Download the data of the accession PRJNA386367 form the NCBI database. From the data of the accession PRJNA386367, select the rhizosphere, rhizoplane, and endosphere microbiome data from rice plants grown for 14 weeks in a submerged rice field in Arbuckle, California in 2014.
NOTE: The rhizosphere, rhizoplane, and endosphere microbiome data were presented by the OTUs table in accession PRJNA386367.

2. Optimal power value determination

NOTE: The WGCNA package contains all of the following functional parameters. WGCNA is an R package for weighted correlation network analysis. The key command lines refer to the Supplement S1.

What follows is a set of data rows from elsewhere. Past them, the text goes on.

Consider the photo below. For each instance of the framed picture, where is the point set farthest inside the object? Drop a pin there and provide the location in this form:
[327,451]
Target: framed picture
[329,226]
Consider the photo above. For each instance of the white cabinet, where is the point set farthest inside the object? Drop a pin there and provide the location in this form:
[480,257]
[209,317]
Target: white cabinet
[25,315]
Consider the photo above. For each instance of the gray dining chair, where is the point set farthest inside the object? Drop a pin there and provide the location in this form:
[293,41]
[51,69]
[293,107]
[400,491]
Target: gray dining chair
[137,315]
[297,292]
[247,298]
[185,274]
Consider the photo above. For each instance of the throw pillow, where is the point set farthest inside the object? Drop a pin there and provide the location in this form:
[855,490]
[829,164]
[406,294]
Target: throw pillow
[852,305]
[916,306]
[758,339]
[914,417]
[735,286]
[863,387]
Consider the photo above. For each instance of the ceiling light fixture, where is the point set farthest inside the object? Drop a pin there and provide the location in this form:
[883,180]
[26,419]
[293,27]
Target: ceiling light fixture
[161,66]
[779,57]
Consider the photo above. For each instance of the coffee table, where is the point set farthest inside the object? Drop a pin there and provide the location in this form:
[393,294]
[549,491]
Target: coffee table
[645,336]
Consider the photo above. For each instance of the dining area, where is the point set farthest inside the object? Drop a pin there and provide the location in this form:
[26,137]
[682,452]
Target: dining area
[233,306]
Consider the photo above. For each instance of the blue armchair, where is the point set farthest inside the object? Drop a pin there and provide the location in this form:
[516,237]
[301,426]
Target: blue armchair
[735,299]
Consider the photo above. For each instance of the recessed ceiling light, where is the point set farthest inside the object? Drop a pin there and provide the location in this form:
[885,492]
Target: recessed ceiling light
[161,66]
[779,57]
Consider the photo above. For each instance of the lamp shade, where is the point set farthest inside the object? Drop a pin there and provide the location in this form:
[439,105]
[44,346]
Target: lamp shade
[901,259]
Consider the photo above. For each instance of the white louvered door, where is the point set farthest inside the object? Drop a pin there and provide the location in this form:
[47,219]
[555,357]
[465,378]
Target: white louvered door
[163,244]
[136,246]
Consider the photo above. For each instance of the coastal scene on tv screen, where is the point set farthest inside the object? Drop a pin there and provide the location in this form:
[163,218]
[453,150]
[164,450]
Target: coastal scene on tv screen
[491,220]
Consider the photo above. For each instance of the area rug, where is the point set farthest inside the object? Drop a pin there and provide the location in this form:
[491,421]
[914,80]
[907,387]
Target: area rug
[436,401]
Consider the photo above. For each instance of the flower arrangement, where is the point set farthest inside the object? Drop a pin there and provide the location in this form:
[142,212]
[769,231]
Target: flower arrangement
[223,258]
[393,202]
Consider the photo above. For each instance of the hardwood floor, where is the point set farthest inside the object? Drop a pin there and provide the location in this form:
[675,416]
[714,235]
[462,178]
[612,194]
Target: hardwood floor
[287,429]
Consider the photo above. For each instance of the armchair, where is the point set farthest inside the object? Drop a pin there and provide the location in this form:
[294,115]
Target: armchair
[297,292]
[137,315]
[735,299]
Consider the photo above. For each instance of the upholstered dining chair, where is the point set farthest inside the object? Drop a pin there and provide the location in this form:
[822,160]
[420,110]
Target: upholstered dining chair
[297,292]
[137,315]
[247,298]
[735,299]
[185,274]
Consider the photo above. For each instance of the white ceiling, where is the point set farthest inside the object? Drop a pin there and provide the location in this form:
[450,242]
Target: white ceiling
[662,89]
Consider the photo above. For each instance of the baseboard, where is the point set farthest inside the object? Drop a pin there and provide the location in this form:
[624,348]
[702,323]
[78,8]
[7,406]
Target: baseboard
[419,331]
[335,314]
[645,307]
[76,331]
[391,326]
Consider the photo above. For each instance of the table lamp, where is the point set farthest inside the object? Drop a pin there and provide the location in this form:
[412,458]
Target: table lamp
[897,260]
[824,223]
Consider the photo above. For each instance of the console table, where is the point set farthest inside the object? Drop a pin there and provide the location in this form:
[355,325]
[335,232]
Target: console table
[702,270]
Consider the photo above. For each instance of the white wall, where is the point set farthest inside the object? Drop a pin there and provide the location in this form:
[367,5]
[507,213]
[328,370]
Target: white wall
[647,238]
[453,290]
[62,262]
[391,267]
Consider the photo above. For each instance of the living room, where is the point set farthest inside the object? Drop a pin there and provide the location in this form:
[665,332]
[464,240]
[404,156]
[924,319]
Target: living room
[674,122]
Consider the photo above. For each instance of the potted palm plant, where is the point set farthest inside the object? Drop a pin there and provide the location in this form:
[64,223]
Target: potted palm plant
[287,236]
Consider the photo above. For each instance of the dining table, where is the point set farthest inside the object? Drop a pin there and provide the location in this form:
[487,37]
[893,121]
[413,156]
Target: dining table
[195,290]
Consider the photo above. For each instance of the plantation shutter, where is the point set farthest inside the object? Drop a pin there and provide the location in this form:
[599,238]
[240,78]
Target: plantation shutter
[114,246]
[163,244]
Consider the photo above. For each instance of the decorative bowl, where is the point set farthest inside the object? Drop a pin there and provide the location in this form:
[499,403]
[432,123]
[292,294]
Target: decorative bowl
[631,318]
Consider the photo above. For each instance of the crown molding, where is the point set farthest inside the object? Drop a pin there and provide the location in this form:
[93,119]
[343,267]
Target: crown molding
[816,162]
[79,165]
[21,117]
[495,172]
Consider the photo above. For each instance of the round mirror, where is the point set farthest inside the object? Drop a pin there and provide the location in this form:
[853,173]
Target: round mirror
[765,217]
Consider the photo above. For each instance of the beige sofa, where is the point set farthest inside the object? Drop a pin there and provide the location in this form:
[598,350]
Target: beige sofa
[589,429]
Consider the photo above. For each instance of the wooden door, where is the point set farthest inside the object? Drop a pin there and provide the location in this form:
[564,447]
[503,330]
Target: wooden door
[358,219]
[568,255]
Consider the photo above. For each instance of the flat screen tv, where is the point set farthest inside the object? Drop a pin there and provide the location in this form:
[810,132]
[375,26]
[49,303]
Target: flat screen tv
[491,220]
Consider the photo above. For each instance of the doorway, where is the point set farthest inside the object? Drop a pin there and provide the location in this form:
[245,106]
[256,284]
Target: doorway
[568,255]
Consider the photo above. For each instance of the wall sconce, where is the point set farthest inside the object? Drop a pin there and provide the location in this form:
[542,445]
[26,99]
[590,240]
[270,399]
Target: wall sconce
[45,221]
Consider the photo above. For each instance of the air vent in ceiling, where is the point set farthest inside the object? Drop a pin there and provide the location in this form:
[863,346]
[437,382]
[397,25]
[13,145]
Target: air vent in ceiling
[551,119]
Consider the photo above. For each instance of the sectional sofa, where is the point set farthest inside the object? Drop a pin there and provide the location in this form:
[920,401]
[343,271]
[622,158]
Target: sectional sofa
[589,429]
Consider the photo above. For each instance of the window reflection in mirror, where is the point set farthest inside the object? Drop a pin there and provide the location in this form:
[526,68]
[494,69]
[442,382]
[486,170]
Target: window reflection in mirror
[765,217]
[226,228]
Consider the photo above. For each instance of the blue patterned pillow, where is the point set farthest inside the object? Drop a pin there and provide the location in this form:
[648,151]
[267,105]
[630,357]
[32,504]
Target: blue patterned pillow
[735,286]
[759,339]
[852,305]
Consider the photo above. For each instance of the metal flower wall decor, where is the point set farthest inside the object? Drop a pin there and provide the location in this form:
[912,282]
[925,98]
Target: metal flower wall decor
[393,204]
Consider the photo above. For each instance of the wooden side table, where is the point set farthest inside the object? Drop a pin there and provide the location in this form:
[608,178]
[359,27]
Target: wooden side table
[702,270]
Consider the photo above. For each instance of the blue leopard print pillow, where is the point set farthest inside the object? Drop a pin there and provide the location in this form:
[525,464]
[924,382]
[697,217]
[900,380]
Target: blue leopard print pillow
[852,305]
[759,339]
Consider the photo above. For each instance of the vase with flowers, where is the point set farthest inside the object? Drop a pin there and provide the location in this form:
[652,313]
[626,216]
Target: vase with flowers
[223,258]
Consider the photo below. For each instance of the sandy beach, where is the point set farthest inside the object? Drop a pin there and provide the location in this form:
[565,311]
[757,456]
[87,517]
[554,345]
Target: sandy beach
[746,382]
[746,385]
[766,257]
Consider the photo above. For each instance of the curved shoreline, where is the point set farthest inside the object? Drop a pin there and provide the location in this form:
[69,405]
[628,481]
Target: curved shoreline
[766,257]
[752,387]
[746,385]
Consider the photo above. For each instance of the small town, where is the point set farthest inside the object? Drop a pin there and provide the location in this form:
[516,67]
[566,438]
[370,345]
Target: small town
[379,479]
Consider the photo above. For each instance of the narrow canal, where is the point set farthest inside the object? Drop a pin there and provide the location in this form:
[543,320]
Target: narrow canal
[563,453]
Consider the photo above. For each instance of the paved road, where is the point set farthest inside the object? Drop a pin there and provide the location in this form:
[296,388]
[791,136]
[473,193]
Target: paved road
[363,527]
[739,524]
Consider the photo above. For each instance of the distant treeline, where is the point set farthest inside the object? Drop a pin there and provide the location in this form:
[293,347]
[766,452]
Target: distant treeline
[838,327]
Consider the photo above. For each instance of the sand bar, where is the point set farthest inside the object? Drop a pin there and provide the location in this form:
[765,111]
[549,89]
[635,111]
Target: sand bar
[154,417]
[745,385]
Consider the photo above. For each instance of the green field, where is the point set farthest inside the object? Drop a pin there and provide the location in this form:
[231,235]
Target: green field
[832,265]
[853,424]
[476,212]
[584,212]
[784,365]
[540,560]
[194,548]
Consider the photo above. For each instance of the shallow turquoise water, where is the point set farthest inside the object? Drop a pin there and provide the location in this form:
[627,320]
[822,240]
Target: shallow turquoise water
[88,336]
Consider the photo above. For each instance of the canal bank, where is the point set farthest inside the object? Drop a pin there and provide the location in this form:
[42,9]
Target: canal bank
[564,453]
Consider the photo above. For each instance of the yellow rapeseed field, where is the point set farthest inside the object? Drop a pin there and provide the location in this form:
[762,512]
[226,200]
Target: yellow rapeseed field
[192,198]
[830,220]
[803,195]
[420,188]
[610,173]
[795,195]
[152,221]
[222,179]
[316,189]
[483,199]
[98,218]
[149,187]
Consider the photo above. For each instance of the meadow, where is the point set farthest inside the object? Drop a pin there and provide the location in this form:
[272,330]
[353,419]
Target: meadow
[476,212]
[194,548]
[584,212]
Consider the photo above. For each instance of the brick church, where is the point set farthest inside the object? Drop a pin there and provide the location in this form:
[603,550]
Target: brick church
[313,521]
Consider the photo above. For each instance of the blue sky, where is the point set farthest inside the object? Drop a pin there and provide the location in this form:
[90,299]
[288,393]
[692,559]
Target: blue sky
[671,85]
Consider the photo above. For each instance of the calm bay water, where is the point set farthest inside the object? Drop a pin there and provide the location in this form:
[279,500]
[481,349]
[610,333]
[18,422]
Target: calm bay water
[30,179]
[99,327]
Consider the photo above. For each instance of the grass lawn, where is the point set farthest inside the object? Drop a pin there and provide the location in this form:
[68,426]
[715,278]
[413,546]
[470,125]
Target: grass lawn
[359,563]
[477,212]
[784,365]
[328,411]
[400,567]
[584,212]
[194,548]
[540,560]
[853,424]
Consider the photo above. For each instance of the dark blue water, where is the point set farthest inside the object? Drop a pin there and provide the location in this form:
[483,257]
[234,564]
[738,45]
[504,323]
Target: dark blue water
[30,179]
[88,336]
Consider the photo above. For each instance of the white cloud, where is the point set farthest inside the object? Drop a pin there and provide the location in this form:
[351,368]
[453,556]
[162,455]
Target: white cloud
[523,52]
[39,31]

In the R language environment, open the Rstudio software and install the WGCNA package.
Load the data and use the goodSamplesGenes function to check the correctness of the data. Execute the command lines:
"gsg = goodSamplesGenes(datExpr0, verbose = 3)
gsg$allOK "
Click Run.
Check for outliers and store samples that meet the requirements. When the check result is TRUE, continue to the next step. Save the result.
Use the PickSoftThreshold function to calculate the scale-free index R² of the two groups of the data under different power values. Execute the command line:
"sft = pickSoftThreshold(datExpr0, powerVector = powers, verbose = 5)"
Click Run.
Visualize the results (Figure 1). Execute the command line:
"plot(sft$fitIndices[,1], -sign(sft$fitIndices[,3])*sft$fitIndices[,2],
xlab="Soft Threshold (power)",ylab="Scale Free Topology Model Fit,signed R^2",type="n",
main = paste("ES_Scale independence"));
text(sft$fitIndices[,1], -sign(sft$fitIndices[,3])*sft$fitIndices[,2],
labels=powers,cex=cex1,col="red");
abline(h=0.9,col="red")
plot(sft$fitIndices[,1], sft$fitIndices[,5],
xlab="Soft Threshold (power)",ylab="Mean Connectivity", type="n",
main = paste("ES_Mean connectivity"))
text(sft$fitIndices[,1], sft$fitIndices[,5], labels=powers, cex=cex1,col="red")"
Click Run.
NOTE: The premise of the weighted correlation network algorithm is that the established co-expression network structure conforms to the standards of the scale-free topology criterion, increasing its robustness. A scale-free index closer to 1 indicates a network structure that is closer to the scale-free network.
Select the power value when the scale-free index R² squared greater than 0.9 and proceed to the next step of analysis.
NOTE: When the scale-free index is close to 1, the network structure is closer to the scale-free network. When analyzing two or more networks, it is necessary to choose to make each network close to the power value of the scale-free network to satisfy the comparability between the co-expressed networks.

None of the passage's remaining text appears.